BADAN Gizi Nasional (BGN) mengubah arah pelaksanaan program makan bergizi gratis (MBG). Di bawah kepemimpinan baru, BGN menyatakan tidak lagi berfokus mengejar target 82 juta penerima manfaat pada tahun ini, melainkan memprioritaskan kualitas layanan dan ketepatan sasaran program.
Scroll ke bawah untuk melanjutkan membaca
Kepala BGN Nanik Sudaryati Deyang mengatakan lembaganya tidak akan lagi menjadikan pencapaian target 82 juta penerima manfaat sebagai prioritas utama dalam pelaksanaan program prioritas Presiden Prabowo itu.
Nanik berujar, jajaran pimpinan baru BGN telah menyampaikan langsung kepada presiden soal mereka ingin mengalihkan fokus dari kuantitas menuju kualitas program. "Kemarin kami bertiga dipanggil Presiden dan kami sudah menyampaikan ke beliau tahun 2025 ini mohon Bapak kami tidak mengejar kuantitas. Kami akan perbaiki kualitas," kata Nanik dalam konferensi pers di kantor BGN, Kebon Sirih, Jakarta Pusat, Kamis, 4 Juni 2026.
Ia mengatakan perubahan fokus tersebut dilakukan bersamaan dengan upaya pembenahan tata kelola dan efisiensi anggaran di lingkungan BGN. Karena itu, perluasan jumlah penerima manfaat tidak lagi menjadi ukuran utama keberhasilan program.
"Bisa jadi kami tidak akan mengejar ke 82 juta, tapi bagaimana dapur-dapur ini sehat, memberikan makan yang bergizi," ujarnya.
Nanik menjelaskan BGN juga akan melakukan penataan ulang penerima manfaat agar anggaran lebih tepat sasaran. Salah satu opsi yang sedang dikaji adalah mengurangi cakupan program di sekolah-sekolah yang dinilai berasal dari kelompok ekonomi mampu dan mengalihkan sumber daya ke wilayah yang lebih membutuhkan.
"Kalau ada sekolah-sekolah yang mahal, kita tanya apakah masih perlu MBG. Nah, ini kan kita alihkan ke 3T (tertinggal, terluar, dan terdepan)," kata dia.
Menurut Nanik, pendekatan tersebut memungkinkan jumlah penerima manfaat tetap bertambah tanpa harus terus memperluas cakupan secara merata ke seluruh wilayah.
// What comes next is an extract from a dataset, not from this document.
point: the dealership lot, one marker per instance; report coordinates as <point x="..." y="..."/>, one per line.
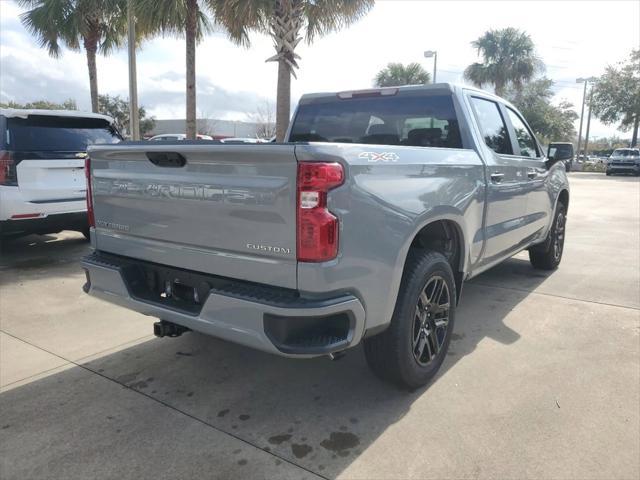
<point x="542" y="380"/>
Sebaliknya, program akan difokuskan kepada kelompok yang memiliki risiko masalah gizi lebih tinggi. Kelompok yang sangat membutuhkan itu adalah masyarakat di 3T serta kelompok yang disebut sebagai 3B, yakni ibu hamil (bumil), ibu menyusui (busui), dan balita.
Nanik mengatakan keputusan itu diambil setelah BGN berdiskusi dengan para pakar kesehatan anak dan ahli gizi mengenai kelompok yang paling membutuhkan intervensi gizi. "Intervensi gizi itu paling bagus adalah saat mulai kandungan bulan pertama sampai usia sembilan tahun atau sampai SD. Nah, kita yang kejar ke sana," ujarnya.
Karena itu, BGN mewajibkan setiap satuan pelayanan pemenuhan gizi (SPPG) ikut melayani kelompok 3B. Menurut dia, kebijakan tersebut telah menunjukkan hasil positif dalam beberapa pekan terakhir. "SPPG harus ada 3B, yakni bumil, busui, balita. Kalau enggak kita suspen. Alhamdulillah hasilnya bagus," kata Nanik.
Nanik menegaskan tujuan akhir program tetap sama, yakni meningkatkan kualitas gizi masyarakat. Namun, menurut dia, pencapaian tujuan tersebut tidak harus dilakukan dengan mengejar angka penerima manfaat semata. "Yang penting anggarannya fokus dan intervensinya tepat sasaran," kata Nanik.